Massive anti-Maduro protests continue in Venezuela

Massive anti-Maduro protests continue in Venezuela

Massive anti-Maduro protests continue in Venezuela

Thousands of protesters decrying President Nicolas Maduro and demanding new elections have faced off with security forces in the capital Caracas.

Opposition leaders slammed the government for arbitrary use of force in breaking up yesterday's demonstrations. On Monday, the government closed 18 subway stations (a new record) to prevent attendance for the protest, slowed down internet, blocked the signal of TV stations, attacked journalists (injuring at least one), downed a drone with live gunfire and still could not control the protest. "The canisters that we pick up after the protests were finished were expired in 2015 and there's no way of knowing if those gases have toxic effects".
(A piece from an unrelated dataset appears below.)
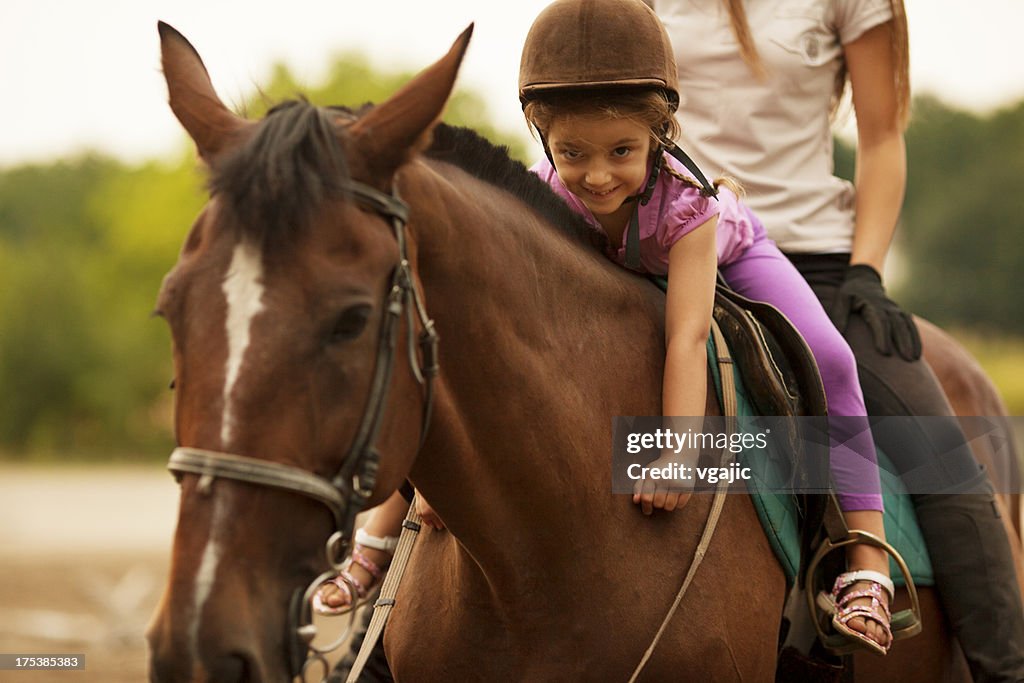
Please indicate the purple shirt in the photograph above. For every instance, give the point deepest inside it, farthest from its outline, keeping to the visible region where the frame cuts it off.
(675, 209)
"These extremist sectors promote violent acts during the days that our people celebrate Holy Week, thus taking on the role of anti-Christ", Reverol said in a televised statement. He said his son had "bad luck" to be caught in the melee.
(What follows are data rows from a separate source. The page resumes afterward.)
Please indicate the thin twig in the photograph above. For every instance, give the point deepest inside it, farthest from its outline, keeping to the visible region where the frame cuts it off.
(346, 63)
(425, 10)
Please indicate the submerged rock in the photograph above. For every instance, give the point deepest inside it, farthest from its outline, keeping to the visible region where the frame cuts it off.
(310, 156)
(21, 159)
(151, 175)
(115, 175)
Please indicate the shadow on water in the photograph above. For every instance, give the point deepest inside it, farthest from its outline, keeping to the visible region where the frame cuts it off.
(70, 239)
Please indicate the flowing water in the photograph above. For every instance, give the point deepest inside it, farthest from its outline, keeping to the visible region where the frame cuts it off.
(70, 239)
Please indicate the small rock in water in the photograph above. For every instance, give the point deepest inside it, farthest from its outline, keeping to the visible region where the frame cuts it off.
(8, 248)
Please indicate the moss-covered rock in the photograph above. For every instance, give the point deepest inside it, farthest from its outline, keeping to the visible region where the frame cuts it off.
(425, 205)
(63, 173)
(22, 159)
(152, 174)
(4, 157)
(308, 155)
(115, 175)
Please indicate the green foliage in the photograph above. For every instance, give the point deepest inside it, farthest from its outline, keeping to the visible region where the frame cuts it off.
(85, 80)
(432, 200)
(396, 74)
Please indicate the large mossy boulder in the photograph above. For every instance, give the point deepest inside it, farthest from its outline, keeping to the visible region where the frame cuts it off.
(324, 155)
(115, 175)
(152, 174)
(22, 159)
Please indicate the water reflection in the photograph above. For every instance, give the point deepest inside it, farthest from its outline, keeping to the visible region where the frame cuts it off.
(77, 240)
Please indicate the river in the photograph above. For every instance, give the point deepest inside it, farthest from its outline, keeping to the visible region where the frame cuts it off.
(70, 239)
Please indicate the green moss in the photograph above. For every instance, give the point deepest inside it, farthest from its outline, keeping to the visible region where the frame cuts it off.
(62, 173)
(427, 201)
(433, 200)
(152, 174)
Prosecutors said on Tuesday that Daniel Queliz had died earlier in the day in the northern city of Valencia.

They also want a referendum on removing Maduro from power.

Protesters are complaining about the risen corruption rates and the shortages of medicines and food. The freedom of assembly is a universal human right which the Venezuelan authorities must respect.

On Saturday, thousands demonstrated against a ban from politics imposed on opposition leader Henrique Capriles.

The opposition's demands include that authorities set a date for gubernatorial elections that have been postponed indefinitely. The opposition has been rallying on the streets for two weeks in protest of several ruling by the Supreme Court to take over duties of parliament.

"That's the only way there will be peace in Venezuela", president of the National Assembly Julio Borges said. If you would like to discuss another topic, look for a relevant article.

Officials also used the protest to garner support in rejecting the opposition's continued call for protest.

Associated Press writer Christine Armario in Bogota, Colombia, contributed to this report.